La déploration poignante du Stabat Mater est connue et a été très souvent illustrée en polyphonie. Celui de Dvořák, avant d’être une prière, exprime la profonde douleur du père qui vient de perdre un puis deux autres de ses enfants. A cet effet, il n’hésite pas à modifier le texte liturgique pour mieux traduire son désespoir. Si la version orchestrée, qui fit la renommée internationale du jeune musicien, est universellement connue, on a quelque peu oublié sa version première, avec piano, qui ne fut éditée qu’en 2004 (Laurence Equilbey en réalisa l’enregistrement peu après). Le Chœur de l’Opéra de Dijon, quatre remarquables solistes et la pianiste, dirigés par Anass Ismat, nous proposent donc la première composition de Dvořák, qu’il allait ensuite compléter (numéros 5 à 7… que signale cependant le programme) et orchestrer.
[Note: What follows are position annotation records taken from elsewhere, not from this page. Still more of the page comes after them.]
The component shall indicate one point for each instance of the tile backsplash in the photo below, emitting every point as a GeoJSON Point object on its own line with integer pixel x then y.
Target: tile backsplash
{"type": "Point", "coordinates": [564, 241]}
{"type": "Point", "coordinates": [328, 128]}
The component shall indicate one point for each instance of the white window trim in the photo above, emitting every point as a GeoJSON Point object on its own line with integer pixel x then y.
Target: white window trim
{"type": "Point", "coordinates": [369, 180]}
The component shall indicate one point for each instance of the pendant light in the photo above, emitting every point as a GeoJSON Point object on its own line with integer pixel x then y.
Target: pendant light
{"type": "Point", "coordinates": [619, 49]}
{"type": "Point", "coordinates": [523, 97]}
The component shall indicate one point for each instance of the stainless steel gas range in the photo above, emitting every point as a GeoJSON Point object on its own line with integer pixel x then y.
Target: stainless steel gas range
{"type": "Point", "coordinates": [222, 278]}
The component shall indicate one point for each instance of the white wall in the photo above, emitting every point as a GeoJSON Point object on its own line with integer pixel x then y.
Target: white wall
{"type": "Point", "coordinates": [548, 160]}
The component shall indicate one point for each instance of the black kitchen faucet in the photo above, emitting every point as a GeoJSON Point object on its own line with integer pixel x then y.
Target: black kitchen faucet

Le concert s’ouvre sur deux motets bien connus de Bruckner : le Locus iste et l’Ave Maria, à peine antérieurs à l’écriture du Stabat Mater. Le premier est retenu, avec une dynamique et des phrasés remarquables. Le second nous réserve de belles oppositions entre pupitres de femmes et d’hommes, avant qu’ils s’unissent puissamment. Les modelés, les accents, la véhémence forcent l’admiration.
© DR
Bien que privé momentanément de l’usage du bras droit, Anass Ismat impulse l’énergie, sculpte les phrasés, cisèle les détails. Le rayonnement des voix, des solistes comme celles du chœur, la précision, le respect scrupuleux des moindres indications de Dvořák nous valent une interprétation particulièrement réussie. Le piano de Marie Duquesnois, qui ne réduit pas l’orchestre mais l’anticipe, offre un écrin plus intime, qui a le mérite de concentrer l’attention sur les voix. Dès l’entrée du chœur, l’émotion est palpable. La qualité d’émission, la dynamique sont au service du texte et de l’affliction qu’il porte. Aucun soliste ne démérite. La voix de Stefano Ferrari, le ténor, est vaillante et nous touche par le velours et le son. Celle d’Anna Piroli, soprano de luxe, séduit par son timbre lumineux, sa puissance et sa longueur de souffle, le cristal et la rondeur. Leur duo « Fac ut portem Christi » est d’un lyrisme vrai, empreint d’une passion tendre. Auparavant, le solo de basse avec chœur « Fac, ut ardeat cor meum », dans un dialogue séquencé, surprenant, entre le soliste et les voix de femmes divisées, puis avec tout le chœur, constituait un moment également fort. Jonas Yagure est une solide basse, puissante, bien timbrée et égale dans tous les registres. Sophie Largeaud chante son air « Inflammatus et accensus » dans un tempo trop rapide et les graves sont frêles, mezzo plutôt qu’authentique contralto. Les quatuors sont équilibrés et cohérents. Ils s’accordent idéalement aux interventions du chœur. La progression de l’ample et puissant Amen conclusif, virtuose, est conduite magistralement. Le chœur de l’Opéra se hisse au plus haut niveau, et sa direction inspirée ferait oublier telle ou telle version de référence.